图3为2x2binning阵列的像素合并原理示意图;
图4为本申请实施例提供的图像处理方法的流程图二;
图5为本申请实施例提供的图像处理方法的流程图三;
图6为本申请实施例提供的图像处理方法的流程图四;
图7为可见光图像的插帧原理示意图;
图8为本申请实施例提供的图像处理方法的流程图五;
图9为本申请实施例提供的图像处理方法的流程图六;
图10为本申请实施例提供的图像处理方法的流程图七;
图11为本申请实施例提供的图像处理装置的结构示意图一;
图12为本申请实施例提供的图像处理装置的结构示意图二;
图13为本申请实施例提供的监控设备的结构示意图;
图14为与本申请实施例提供的摄像装置的部分结构的框图。
图1为本申请实施例提供的成像装置的结构示意图,如图1所示,成像装置100包括:红外镜头110、分频棱镜120、RGB传感器130、NIR传感器140、处理器150、显示屏160;环境光经过红外镜头110之后通过分频棱镜120,分为可见光和红外光;其中,可见光被RGB传感器130接收,并生成可见光图像;红外光被NIR传感器140接收,并生成红外光图像。处理器150分别对生成的可见光图像和红外光图像进行融合处理,并在显示屏160上显示融合图像。
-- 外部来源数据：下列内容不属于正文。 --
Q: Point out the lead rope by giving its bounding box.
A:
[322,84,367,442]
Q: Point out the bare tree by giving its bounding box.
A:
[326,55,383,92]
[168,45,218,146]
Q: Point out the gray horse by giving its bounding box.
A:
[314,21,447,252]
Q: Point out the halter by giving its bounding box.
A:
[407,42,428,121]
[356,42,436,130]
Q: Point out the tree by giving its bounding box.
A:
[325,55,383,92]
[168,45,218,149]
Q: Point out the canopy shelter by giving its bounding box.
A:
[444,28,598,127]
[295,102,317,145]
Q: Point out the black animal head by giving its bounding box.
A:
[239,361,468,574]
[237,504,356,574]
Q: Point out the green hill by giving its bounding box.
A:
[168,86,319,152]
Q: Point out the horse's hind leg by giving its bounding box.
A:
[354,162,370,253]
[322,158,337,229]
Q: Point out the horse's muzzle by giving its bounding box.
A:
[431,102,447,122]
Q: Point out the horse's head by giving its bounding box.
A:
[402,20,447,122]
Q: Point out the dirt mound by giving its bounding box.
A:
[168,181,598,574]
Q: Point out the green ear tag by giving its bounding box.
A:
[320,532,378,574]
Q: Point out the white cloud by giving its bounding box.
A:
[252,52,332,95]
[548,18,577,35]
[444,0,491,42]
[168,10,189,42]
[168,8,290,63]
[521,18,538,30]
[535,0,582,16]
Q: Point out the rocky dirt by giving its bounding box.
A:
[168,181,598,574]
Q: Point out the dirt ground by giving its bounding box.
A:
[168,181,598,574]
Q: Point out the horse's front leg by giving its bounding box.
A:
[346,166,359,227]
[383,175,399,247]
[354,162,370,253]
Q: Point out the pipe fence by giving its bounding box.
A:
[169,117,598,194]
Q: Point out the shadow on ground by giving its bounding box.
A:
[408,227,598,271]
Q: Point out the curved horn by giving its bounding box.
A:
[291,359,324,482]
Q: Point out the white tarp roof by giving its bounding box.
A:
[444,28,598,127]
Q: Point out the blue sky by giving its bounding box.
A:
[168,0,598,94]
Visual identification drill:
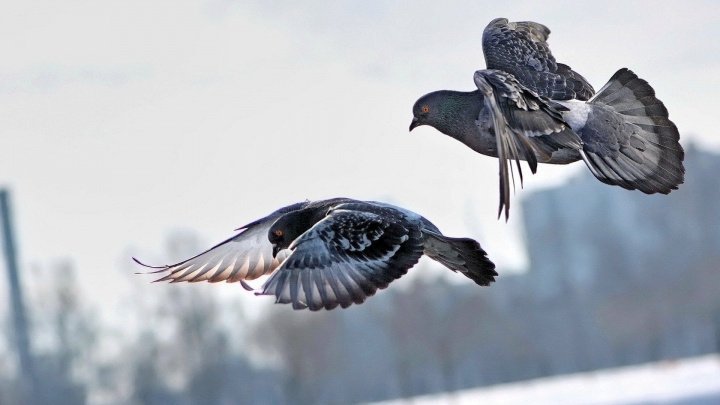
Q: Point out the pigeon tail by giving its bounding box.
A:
[423,230,498,286]
[574,68,685,194]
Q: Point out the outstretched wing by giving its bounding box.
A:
[258,209,423,311]
[483,18,595,100]
[134,203,305,284]
[474,70,582,220]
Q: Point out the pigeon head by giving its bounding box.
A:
[268,208,324,257]
[410,90,482,136]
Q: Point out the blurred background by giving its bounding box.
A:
[0,0,720,404]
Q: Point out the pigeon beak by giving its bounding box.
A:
[410,117,420,131]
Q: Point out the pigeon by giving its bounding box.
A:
[410,18,685,220]
[133,198,497,311]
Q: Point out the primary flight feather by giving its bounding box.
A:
[410,18,685,219]
[136,198,497,311]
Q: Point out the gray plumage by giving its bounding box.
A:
[482,18,595,100]
[136,198,497,311]
[410,19,685,219]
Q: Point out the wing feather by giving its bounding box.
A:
[257,209,423,311]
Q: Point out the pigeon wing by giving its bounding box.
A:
[474,70,582,220]
[258,209,423,311]
[483,18,595,100]
[134,203,305,284]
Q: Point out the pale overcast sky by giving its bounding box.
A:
[0,0,720,307]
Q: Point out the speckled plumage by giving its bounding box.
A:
[410,19,685,219]
[138,198,497,311]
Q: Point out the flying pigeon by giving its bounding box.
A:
[410,18,685,220]
[134,198,497,311]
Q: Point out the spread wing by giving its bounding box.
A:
[134,203,304,290]
[483,18,595,100]
[258,209,423,311]
[474,70,582,220]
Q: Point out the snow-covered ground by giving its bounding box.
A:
[374,354,720,405]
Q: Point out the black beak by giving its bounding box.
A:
[410,117,420,131]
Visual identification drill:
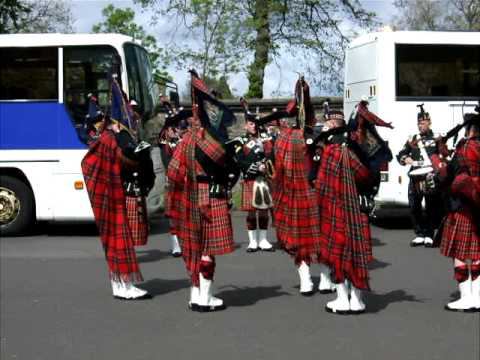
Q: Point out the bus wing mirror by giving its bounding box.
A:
[169,91,180,109]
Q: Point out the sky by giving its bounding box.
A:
[70,0,395,97]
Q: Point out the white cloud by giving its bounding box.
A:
[72,0,394,97]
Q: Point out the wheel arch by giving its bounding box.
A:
[0,167,37,218]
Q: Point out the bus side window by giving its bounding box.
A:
[63,45,118,141]
[0,47,58,101]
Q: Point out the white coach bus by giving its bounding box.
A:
[0,34,158,235]
[344,31,480,214]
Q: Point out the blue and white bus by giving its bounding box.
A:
[0,34,158,235]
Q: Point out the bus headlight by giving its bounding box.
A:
[380,171,388,182]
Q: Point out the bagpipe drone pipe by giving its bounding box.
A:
[190,69,240,191]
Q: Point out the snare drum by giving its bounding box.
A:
[408,166,437,194]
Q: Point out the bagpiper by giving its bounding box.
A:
[235,99,275,253]
[273,77,320,296]
[158,97,191,257]
[82,76,154,300]
[397,104,448,247]
[315,111,372,314]
[167,71,239,312]
[440,110,480,312]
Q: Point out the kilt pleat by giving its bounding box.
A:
[440,207,480,261]
[82,130,143,281]
[316,144,372,289]
[125,196,148,246]
[273,129,320,264]
[167,129,234,286]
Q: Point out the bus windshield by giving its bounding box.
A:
[124,43,158,120]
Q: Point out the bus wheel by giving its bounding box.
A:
[0,176,34,235]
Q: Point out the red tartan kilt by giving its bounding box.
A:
[452,173,480,209]
[202,198,235,255]
[240,180,257,211]
[440,209,480,260]
[274,189,320,259]
[125,196,148,246]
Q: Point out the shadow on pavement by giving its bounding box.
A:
[137,249,172,263]
[372,237,387,246]
[365,290,423,313]
[215,285,290,306]
[29,222,98,236]
[148,214,170,235]
[140,279,190,296]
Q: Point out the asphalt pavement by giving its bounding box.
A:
[0,213,480,360]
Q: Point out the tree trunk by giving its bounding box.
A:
[246,0,272,98]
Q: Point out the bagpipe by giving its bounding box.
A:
[408,104,479,194]
[445,101,480,209]
[87,74,155,196]
[408,103,448,195]
[190,69,240,197]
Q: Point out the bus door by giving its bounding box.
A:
[53,45,118,220]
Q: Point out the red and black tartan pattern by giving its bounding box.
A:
[440,138,480,260]
[440,207,480,261]
[82,130,143,281]
[316,144,372,289]
[126,196,148,246]
[273,129,320,264]
[167,129,234,286]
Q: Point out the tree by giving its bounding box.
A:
[392,0,480,31]
[135,0,374,97]
[246,0,376,97]
[0,0,31,34]
[135,0,243,96]
[92,4,171,80]
[0,0,73,33]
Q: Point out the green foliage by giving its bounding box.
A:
[92,4,170,79]
[135,0,377,97]
[0,0,31,34]
[136,0,245,97]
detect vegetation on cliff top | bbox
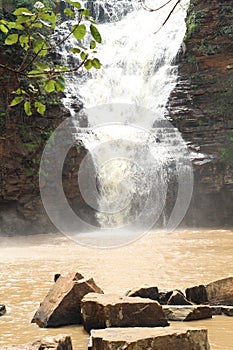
[0,0,102,116]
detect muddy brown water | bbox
[0,230,233,350]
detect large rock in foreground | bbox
[163,305,212,321]
[185,277,233,305]
[32,273,103,327]
[81,293,169,332]
[91,327,210,350]
[0,335,73,350]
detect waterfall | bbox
[49,0,192,246]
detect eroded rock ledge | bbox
[167,0,233,227]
在本申请实施例中,可见光图像的曝光时长与红外光图像的曝光时长不同。例如,可以将红外光图像的曝光时长设置为标准的曝光时长,将可见光图像的曝光时长延长,使得可见光图像能够获取到更多的色彩信息,以适用于低照度环境。处理器150对可见光图像进行还原处理,得到可见光还原图像;然后对可见光还原图像和红外图像进行融合处理,得到融合图像。这种方式可以增加呈现设备在低照度下的感光能力,从而使得融合图像具备更佳的色彩效果,提升拍摄的图像质量。
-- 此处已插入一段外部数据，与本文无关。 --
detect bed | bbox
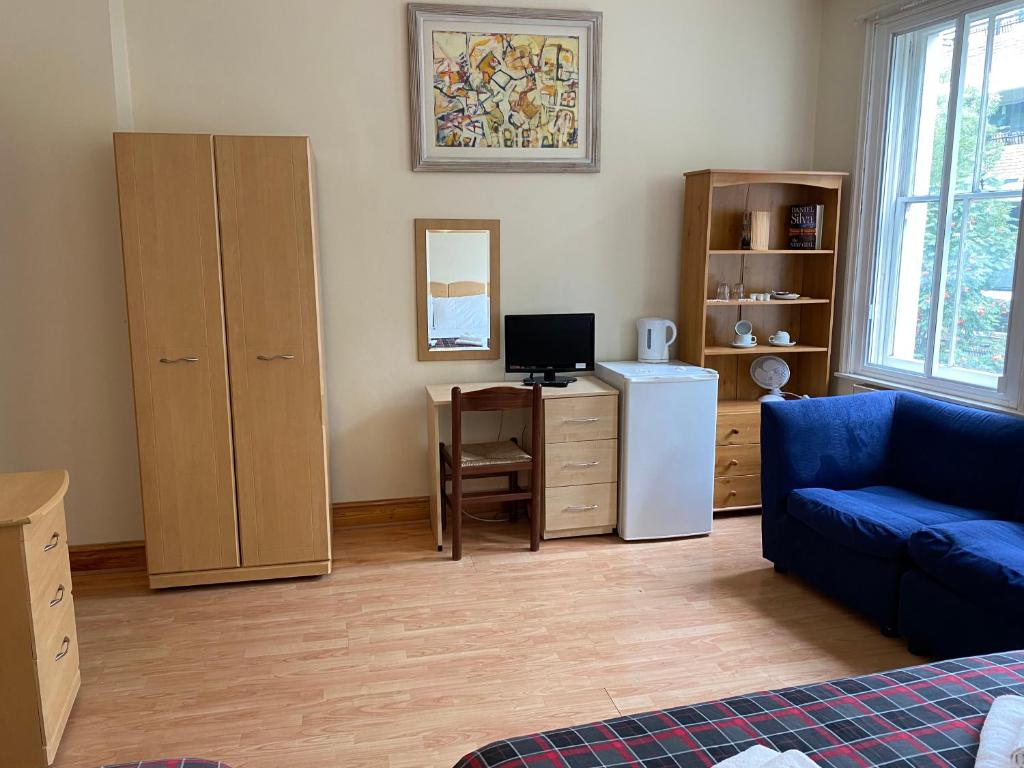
[456,651,1024,768]
[427,281,490,349]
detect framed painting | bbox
[409,3,601,173]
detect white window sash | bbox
[840,0,1024,413]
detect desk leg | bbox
[427,396,444,552]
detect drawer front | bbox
[544,482,618,530]
[36,596,78,743]
[715,475,761,509]
[715,412,761,445]
[544,394,618,442]
[715,443,761,477]
[25,504,71,614]
[544,440,618,488]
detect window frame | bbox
[841,0,1024,413]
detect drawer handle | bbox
[50,584,63,608]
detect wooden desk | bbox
[426,376,618,552]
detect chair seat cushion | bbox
[909,520,1024,615]
[462,440,530,467]
[786,485,989,558]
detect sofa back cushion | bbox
[889,392,1024,520]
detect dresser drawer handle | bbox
[562,504,597,512]
[50,584,63,608]
[53,635,71,662]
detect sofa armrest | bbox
[761,392,899,564]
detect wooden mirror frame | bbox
[415,219,502,361]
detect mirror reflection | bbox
[416,219,501,360]
[427,229,490,352]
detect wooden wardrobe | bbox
[114,133,331,588]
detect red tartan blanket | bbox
[456,651,1024,768]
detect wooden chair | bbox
[439,384,544,560]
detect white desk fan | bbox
[751,354,790,402]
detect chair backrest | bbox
[452,384,544,471]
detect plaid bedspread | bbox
[456,651,1024,768]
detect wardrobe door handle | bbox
[50,584,63,608]
[53,635,71,662]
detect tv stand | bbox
[522,371,575,387]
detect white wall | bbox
[814,0,880,385]
[0,0,828,542]
[0,0,142,542]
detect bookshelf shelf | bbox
[708,248,836,256]
[705,296,831,309]
[705,344,828,356]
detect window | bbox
[847,0,1024,408]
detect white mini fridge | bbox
[595,361,718,541]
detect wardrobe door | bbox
[114,133,239,573]
[214,136,331,566]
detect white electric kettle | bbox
[637,317,676,362]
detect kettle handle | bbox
[665,321,677,346]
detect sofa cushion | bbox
[909,520,1024,614]
[888,392,1024,520]
[786,485,988,558]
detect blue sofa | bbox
[761,392,1024,657]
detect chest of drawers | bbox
[714,400,761,511]
[0,470,81,768]
[542,379,618,539]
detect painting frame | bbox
[407,3,603,173]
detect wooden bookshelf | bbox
[678,170,846,510]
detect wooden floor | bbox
[55,517,919,768]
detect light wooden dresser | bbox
[0,470,81,768]
[715,400,761,511]
[542,377,618,539]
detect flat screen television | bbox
[505,312,594,387]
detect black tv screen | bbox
[505,312,594,373]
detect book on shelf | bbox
[790,204,825,251]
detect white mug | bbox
[733,334,758,347]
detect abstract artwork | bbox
[409,3,601,171]
[431,31,580,148]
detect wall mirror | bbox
[416,219,501,360]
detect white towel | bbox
[974,696,1024,768]
[715,744,779,768]
[762,750,818,768]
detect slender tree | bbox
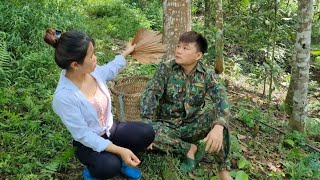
[204,0,214,29]
[215,0,224,74]
[163,0,191,60]
[286,0,313,132]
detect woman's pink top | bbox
[89,85,108,127]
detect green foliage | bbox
[124,0,163,31]
[88,0,151,40]
[284,153,320,180]
[238,104,263,127]
[236,171,249,180]
[0,31,13,87]
[305,117,320,136]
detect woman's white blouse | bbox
[52,55,126,152]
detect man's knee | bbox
[88,155,121,179]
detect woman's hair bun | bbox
[43,28,58,48]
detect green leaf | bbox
[236,171,249,180]
[282,18,292,21]
[283,139,294,147]
[242,0,250,5]
[311,51,320,56]
[210,176,218,180]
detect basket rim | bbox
[110,76,150,97]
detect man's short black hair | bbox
[179,31,208,54]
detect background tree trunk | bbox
[289,0,313,132]
[215,0,224,74]
[163,0,191,60]
[204,0,214,30]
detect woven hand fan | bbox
[131,29,166,63]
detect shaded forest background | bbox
[0,0,320,179]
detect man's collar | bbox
[169,60,206,73]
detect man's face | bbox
[175,42,202,67]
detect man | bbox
[141,31,232,179]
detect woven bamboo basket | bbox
[110,76,149,121]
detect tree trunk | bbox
[215,0,224,74]
[204,0,214,29]
[289,0,313,132]
[163,0,191,60]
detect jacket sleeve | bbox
[94,55,126,82]
[207,72,231,127]
[52,91,111,152]
[140,63,168,119]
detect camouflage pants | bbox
[149,110,230,171]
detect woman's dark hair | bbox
[44,29,95,69]
[179,31,208,54]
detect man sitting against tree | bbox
[141,31,232,179]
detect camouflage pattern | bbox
[140,60,231,171]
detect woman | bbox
[44,29,154,179]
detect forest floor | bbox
[56,71,320,180]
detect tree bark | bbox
[289,0,313,132]
[204,0,214,29]
[163,0,191,60]
[215,0,224,74]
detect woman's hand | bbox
[203,125,224,153]
[105,144,140,167]
[119,148,140,167]
[121,42,136,57]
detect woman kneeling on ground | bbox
[44,29,154,179]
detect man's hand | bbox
[119,148,140,167]
[121,42,136,57]
[203,125,223,153]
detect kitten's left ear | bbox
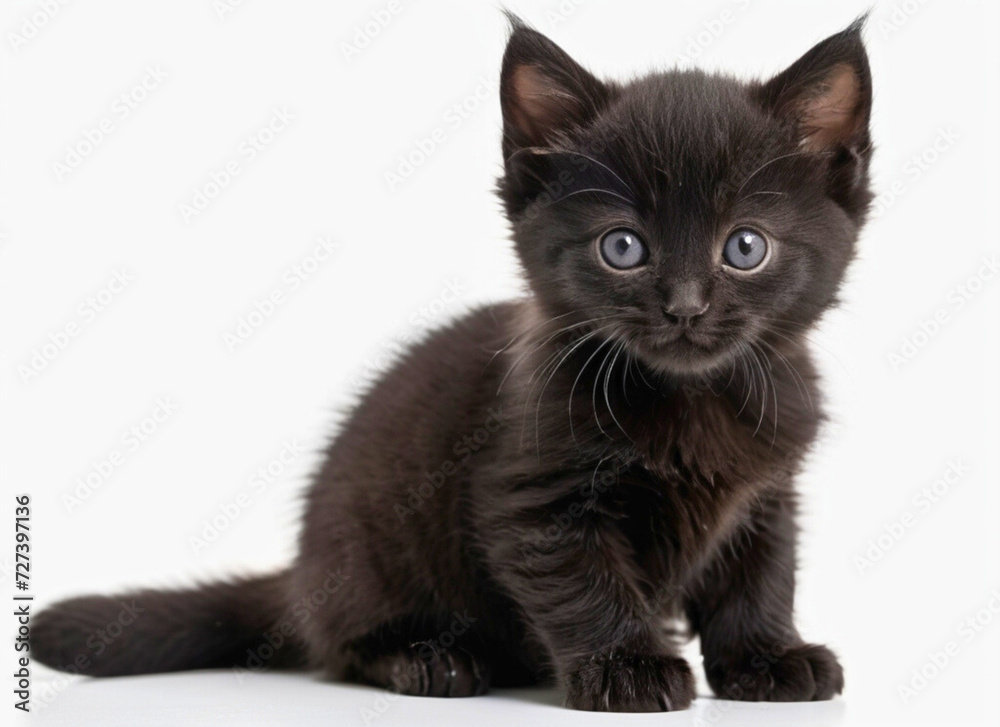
[500,14,609,159]
[760,15,872,156]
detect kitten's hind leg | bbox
[344,619,491,697]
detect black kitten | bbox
[31,14,872,711]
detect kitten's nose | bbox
[660,280,708,326]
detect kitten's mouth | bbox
[636,328,730,374]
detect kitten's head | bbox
[500,14,872,375]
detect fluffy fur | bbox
[31,14,872,711]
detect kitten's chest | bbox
[615,392,803,583]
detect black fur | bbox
[31,14,871,711]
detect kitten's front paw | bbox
[705,644,844,702]
[566,655,694,712]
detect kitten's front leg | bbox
[687,486,844,702]
[490,486,694,712]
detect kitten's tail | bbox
[29,572,306,676]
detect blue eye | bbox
[601,229,649,270]
[722,229,767,270]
以下,对本申请中的部分用语进行解释说明,以便于本领域技术人员理解:
1)红外镜头:是指能够同时接收环境光中的可见光和红外光的镜头。现有的监控设备一般都安装有红外镜头。
2)分频棱镜:是指能够将红外光(波长>700nm)和可见光(波长为400nm~700nm)分离的棱镜。
3)RGB传感器:又称为色彩传感器,能够识别红色R、绿色G、蓝色B三种颜色的传感器,能够将可见光转换为人眼视觉感知相同的图像。
4)NIR传感器:近红外光谱技术(Near Infrared,NIR)传感器,用于将红外光转换为灰度图像。
下面采用具体的实施例对本申请的通信的方法进行详细说明,需要说明的是,下面几个具体实施例可以相互结合,对于相同或相似的内容,在不同的实施例中不再进行重复说明。
图2为本申请实施例提供的图像处理方法的流程图一,参见图2,本实施例的方法包括:
步骤S101、通过摄像头获取当前场景的可见光图像和红外光图像;其中,可见光图像对应的曝光时长大于红外光图像对应的曝光时长。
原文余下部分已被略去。